Polymyalgia Rheumatica

Polymyalgia rheumatica (PMR) is considered a rheumatic disease even though its etiology is undetermined. It is a syndrome characterized by severe pain in the proximal muscle groups, i.e. the neck, shoulder girdle, and pelvic girdle.

Surprisingly, muscle biopsy, strength, and electromyographic findings are normal. PMR is closely linked to giant cell arteritis (temporal arteritis), but the two are considered to be separate disease entities.

A typical history includes symmetrical pain that is worse in the mornings, stiffness after prolonged inactivity, low grade fever, weight loss, fatigue, depression, and an abrupt onset of symptoms.

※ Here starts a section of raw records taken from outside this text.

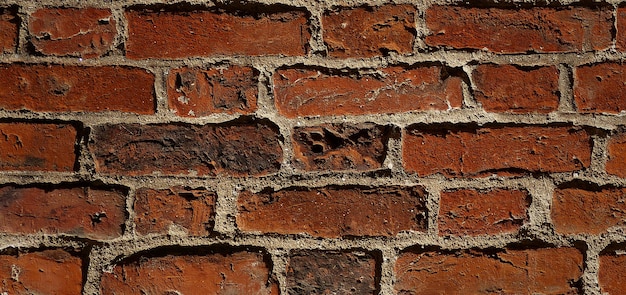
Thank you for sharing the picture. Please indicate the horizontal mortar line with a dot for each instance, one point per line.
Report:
(325, 4)
(459, 116)
(454, 58)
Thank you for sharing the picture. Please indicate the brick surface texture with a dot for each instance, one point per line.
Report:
(312, 147)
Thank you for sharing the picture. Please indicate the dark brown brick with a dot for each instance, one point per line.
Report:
(44, 272)
(85, 32)
(174, 34)
(512, 89)
(318, 272)
(177, 208)
(238, 149)
(544, 271)
(341, 146)
(334, 211)
(37, 147)
(500, 150)
(60, 88)
(80, 211)
(213, 273)
(535, 29)
(473, 212)
(304, 92)
(369, 31)
(197, 92)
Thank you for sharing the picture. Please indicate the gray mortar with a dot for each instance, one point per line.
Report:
(105, 254)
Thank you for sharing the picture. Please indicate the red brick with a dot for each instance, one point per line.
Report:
(85, 32)
(600, 88)
(58, 88)
(369, 31)
(620, 40)
(500, 150)
(80, 211)
(45, 272)
(341, 146)
(536, 29)
(303, 92)
(8, 31)
(173, 34)
(238, 149)
(37, 147)
(616, 163)
(197, 92)
(545, 271)
(329, 272)
(177, 208)
(334, 212)
(473, 212)
(214, 273)
(611, 273)
(513, 89)
(581, 211)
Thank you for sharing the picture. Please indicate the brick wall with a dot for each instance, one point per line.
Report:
(312, 147)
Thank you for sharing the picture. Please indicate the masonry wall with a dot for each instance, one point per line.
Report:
(307, 147)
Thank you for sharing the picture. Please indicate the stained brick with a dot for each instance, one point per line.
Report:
(177, 34)
(535, 29)
(214, 273)
(86, 32)
(474, 212)
(175, 209)
(495, 150)
(545, 271)
(341, 146)
(369, 31)
(334, 211)
(196, 92)
(305, 92)
(37, 147)
(238, 149)
(62, 88)
(44, 272)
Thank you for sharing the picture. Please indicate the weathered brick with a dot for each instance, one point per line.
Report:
(197, 92)
(213, 273)
(513, 89)
(582, 211)
(85, 32)
(233, 148)
(305, 92)
(334, 211)
(611, 273)
(544, 271)
(480, 151)
(536, 29)
(600, 88)
(79, 211)
(474, 212)
(8, 31)
(37, 147)
(174, 209)
(177, 34)
(341, 146)
(60, 88)
(329, 272)
(369, 31)
(620, 40)
(616, 163)
(45, 272)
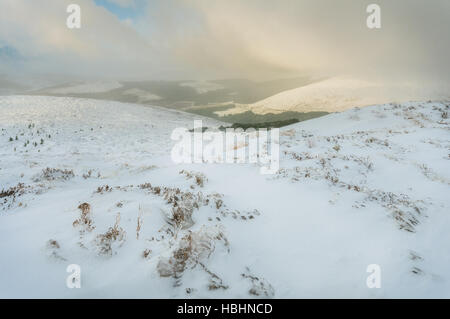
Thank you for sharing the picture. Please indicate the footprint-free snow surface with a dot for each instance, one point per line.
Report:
(92, 183)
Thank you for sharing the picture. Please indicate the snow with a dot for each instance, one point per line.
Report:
(365, 186)
(87, 87)
(338, 94)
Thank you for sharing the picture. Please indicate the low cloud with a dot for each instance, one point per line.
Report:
(247, 39)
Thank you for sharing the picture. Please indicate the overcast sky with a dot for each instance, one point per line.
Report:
(200, 39)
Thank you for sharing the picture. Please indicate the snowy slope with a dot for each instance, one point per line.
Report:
(365, 186)
(339, 94)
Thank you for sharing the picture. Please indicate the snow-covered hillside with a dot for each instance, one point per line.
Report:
(338, 94)
(91, 183)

Physical examination is usually unremarkable. There may be some mild muscle tenderness and decreased active range of motion secondary to pain. As in giant cell arteritis, the ESR is elevated in patients with PMR. However, since as many as 20 percent of patients with PMR may have a normal ESR, diagnosis is usually based on symptoms a rapid response to a corticosteroid given in a low dosage. Where high dosages (40 to 60 mg per day of prednisone) are required for treatment of giant cell arteritis, low dosages (10 to 20 mg per day of prednisone) suffice for treatment of PMR. This disease is not typically associated with long term complications—unless accompanied by giant cell arteritis. In that case, since these two diseases are considered as separate, the complications are technically secondary to the giant cell arteritis. If left untreated, however, patients are typically miserable even though their survival is similar to that in unaffected population.

The disease may go on as long as three years. Exacerbations are not uncommon because of a steroid taper that is too rapid. Even after quiescent periods, relapse is not uncommon.